In the 2015-2016 crop, coffee productivity reached 2,430 tons per hectare while the total production was 1,459 million tons.
At present, Vietnam is ranked 2nd in the world in coffee production and export, and is the world’s No.1 in producing and exporting Robusta coffee.
Last year, Vietnam exported 1.79 millions of tons of coffee, earning more than USD 3.3 billion.
Development of the coffee industry has helped generate jobs for millions of laborers and importantly improve the living standards of locals, especially those in remote and mountainous areas and from minority ethnic groups in the Central Highlands.
Although it enjoyed a high growth, the coffee industry has experienced unstable and unsustainable development and faced implicit risks of consequences of climate change, unstable consumer markets, limited quality of coffee, high production costs, environmental issues resulting from coffee production, low competitiveness, and an unconnected chain of production, purchase, processing, storage and sales.
Moreover, the area of old and stunted coffee trees has been increasingly expanded while the planting of new coffee trees has met with difficulties in organization, techniques and capital. That has badly affected local efforts to raise added values for Vietnamese coffee and sustainable development of the Vietnamese coffee industry.
At the conference, managers, researchers, scientists, credit organizations, and enterprises voiced the facts of the Vietnam coffee industry and solutions to developing the industry to adapt to climate change and international integration.
MARD’s Deputy Minister Ha Cong Tuan hoped that via this conference, farmers, coffee processing and producing enterprises, units, sectors and managers would become more aware of sustainably developing the industry despite climate change.

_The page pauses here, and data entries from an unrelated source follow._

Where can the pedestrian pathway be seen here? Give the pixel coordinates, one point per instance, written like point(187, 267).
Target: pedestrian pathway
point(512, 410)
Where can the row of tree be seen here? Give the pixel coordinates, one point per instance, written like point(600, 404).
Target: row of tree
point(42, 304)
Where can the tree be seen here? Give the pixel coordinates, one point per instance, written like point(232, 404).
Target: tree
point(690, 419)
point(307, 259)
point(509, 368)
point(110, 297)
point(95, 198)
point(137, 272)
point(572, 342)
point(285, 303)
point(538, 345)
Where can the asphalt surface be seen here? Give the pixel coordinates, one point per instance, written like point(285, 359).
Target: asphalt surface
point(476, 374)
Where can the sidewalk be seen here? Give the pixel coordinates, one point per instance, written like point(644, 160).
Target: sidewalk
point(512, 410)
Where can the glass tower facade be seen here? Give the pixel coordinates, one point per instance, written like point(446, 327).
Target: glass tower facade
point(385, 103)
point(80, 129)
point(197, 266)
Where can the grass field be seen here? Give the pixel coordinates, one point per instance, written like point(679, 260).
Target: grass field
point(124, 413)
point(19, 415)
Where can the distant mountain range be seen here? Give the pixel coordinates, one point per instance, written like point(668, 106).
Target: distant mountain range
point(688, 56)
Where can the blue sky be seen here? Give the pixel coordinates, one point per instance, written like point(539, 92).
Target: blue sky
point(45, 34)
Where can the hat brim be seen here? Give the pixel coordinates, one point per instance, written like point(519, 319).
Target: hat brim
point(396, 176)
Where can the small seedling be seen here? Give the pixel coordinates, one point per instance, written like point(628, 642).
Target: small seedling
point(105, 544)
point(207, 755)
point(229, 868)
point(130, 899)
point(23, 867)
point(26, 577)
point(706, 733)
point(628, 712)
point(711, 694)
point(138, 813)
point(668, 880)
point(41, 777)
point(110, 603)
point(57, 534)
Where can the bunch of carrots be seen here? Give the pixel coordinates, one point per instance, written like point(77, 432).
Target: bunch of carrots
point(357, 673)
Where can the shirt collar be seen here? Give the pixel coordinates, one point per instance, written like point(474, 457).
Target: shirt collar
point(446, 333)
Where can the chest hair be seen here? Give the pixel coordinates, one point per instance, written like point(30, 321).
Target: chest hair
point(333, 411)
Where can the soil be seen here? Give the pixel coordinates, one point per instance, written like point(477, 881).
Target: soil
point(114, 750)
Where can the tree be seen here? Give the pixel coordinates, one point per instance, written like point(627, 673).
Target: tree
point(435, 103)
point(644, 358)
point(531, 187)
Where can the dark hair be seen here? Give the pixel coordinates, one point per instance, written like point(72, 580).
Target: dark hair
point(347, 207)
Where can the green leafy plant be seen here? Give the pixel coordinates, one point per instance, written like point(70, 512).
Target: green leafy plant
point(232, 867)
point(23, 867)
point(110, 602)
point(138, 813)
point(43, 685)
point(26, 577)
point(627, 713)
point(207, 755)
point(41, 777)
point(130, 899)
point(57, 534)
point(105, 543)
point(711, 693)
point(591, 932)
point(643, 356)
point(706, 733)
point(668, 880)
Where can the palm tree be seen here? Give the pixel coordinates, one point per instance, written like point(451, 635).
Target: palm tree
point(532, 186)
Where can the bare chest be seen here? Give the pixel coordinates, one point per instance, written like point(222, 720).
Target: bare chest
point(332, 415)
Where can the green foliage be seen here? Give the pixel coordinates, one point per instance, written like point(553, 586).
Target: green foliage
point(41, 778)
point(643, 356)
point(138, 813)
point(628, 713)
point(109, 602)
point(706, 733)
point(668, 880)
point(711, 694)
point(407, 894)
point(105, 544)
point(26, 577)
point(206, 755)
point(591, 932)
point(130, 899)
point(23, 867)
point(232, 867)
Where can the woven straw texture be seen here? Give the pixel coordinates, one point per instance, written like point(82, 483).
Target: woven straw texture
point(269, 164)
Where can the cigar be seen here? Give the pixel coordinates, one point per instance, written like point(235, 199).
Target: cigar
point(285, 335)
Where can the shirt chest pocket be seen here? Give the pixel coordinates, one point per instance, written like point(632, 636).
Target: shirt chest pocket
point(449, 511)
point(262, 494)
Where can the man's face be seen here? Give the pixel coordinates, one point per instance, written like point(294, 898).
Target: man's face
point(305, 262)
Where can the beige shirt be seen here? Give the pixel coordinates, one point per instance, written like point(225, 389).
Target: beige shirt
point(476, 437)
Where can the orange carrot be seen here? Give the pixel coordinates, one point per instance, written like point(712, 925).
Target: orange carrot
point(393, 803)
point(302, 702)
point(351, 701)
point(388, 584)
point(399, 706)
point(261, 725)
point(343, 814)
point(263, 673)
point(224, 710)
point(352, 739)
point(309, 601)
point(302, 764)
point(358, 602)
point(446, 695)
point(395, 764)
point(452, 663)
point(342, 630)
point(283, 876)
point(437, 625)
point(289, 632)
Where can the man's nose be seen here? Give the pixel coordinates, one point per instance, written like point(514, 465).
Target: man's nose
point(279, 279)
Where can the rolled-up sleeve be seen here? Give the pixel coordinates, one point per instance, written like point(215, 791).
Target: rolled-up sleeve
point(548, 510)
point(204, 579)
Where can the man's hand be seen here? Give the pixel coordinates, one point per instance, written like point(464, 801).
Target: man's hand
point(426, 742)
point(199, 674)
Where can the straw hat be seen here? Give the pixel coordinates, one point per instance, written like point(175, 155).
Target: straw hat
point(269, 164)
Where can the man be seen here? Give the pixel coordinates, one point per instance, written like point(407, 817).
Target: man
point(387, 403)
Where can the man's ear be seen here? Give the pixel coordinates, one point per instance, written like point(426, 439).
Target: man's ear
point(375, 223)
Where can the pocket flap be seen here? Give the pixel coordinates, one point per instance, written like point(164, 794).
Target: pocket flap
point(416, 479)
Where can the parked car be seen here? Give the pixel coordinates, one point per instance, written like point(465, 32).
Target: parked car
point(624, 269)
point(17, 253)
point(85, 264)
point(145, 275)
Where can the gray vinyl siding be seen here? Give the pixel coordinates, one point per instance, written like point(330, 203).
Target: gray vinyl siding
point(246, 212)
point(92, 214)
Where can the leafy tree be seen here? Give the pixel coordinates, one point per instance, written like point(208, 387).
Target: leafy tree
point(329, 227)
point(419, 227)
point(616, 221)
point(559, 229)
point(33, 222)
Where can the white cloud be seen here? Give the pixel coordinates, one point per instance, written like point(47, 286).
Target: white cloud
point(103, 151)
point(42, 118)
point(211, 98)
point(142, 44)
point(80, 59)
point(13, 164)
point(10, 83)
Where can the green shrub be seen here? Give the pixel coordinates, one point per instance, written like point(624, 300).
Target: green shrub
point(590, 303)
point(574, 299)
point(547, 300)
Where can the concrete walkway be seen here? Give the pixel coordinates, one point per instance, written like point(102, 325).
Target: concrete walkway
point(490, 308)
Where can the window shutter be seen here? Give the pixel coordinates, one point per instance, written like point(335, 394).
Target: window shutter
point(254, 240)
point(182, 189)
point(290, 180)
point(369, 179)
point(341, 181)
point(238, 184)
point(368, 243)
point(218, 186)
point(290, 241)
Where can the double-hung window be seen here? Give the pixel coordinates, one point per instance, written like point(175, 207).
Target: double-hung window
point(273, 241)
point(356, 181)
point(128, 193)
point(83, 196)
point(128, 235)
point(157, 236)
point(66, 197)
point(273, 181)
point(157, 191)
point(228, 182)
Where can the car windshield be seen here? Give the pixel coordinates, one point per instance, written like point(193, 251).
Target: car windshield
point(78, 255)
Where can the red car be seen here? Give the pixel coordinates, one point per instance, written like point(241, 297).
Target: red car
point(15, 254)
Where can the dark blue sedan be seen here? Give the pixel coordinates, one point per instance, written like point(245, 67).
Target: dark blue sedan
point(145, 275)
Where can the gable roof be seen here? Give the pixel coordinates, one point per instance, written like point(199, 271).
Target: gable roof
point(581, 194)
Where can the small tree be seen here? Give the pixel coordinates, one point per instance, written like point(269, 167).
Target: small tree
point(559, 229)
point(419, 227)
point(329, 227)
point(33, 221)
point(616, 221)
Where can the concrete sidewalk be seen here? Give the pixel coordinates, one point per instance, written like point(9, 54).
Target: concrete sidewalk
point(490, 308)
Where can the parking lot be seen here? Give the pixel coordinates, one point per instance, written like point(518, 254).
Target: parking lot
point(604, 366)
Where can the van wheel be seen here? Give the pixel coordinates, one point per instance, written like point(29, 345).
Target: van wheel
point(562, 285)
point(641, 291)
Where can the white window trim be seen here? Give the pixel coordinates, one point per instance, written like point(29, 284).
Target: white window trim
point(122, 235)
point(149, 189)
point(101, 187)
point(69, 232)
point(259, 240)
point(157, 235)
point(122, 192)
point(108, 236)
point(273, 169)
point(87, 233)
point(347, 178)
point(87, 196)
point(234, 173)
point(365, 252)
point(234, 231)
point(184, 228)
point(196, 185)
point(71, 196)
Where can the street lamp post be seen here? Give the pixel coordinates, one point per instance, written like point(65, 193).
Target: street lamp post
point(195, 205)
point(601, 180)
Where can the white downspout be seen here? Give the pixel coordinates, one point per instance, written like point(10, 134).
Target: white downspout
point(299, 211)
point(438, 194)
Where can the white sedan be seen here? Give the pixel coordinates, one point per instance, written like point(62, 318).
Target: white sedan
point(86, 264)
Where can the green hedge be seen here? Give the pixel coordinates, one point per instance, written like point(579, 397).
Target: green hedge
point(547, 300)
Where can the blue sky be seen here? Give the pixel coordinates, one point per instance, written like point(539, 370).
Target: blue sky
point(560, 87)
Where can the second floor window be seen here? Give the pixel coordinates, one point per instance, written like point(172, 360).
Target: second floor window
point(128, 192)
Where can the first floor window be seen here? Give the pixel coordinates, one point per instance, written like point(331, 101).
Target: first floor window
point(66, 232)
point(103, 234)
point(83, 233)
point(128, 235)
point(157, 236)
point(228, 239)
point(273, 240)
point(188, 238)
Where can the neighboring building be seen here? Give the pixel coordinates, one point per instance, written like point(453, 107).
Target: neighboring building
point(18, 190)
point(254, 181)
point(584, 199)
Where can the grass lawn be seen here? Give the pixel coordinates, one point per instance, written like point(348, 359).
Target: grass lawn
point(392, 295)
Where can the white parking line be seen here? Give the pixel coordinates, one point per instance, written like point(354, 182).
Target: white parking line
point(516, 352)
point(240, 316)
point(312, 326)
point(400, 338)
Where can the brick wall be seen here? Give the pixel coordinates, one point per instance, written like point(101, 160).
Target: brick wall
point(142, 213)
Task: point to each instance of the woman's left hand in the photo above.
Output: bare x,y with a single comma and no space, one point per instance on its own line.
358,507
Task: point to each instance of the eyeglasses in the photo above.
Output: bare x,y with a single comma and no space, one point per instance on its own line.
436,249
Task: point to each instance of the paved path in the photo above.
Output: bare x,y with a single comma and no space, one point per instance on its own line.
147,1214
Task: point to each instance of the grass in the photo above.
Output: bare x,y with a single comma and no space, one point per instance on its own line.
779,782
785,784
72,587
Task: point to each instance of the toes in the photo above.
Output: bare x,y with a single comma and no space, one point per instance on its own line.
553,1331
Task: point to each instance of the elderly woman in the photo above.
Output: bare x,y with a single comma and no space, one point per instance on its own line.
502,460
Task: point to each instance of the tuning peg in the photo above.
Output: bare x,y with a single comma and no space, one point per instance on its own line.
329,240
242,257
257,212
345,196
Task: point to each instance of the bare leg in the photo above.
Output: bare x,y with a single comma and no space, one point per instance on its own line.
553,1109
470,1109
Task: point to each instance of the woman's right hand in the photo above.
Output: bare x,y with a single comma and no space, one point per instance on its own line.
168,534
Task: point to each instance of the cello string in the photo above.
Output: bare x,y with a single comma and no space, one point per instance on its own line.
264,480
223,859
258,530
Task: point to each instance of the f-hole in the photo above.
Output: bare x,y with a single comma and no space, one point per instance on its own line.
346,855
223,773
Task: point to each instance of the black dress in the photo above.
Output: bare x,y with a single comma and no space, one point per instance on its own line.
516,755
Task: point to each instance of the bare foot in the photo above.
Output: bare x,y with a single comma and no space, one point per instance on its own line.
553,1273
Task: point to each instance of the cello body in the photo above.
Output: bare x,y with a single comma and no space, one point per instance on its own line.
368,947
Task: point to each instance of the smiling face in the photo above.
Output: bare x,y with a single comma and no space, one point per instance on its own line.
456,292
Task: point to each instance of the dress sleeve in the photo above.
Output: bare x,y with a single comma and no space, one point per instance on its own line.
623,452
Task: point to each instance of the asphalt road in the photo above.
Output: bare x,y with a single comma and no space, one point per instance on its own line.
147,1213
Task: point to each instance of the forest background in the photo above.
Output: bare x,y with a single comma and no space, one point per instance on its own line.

Tuan emphasized that opinions of the participants are valuable to help the agricultural sector and policy-makers to issue more suitable policies with the aim of promoting sustainable development of the Vietnamese coffee industry.
The conference also served as a venue for enterprises to meet with, exchange and seek cooperation opportunities to expand the coffee consumer market in the context that Vietnam has been integrating intensively in the world.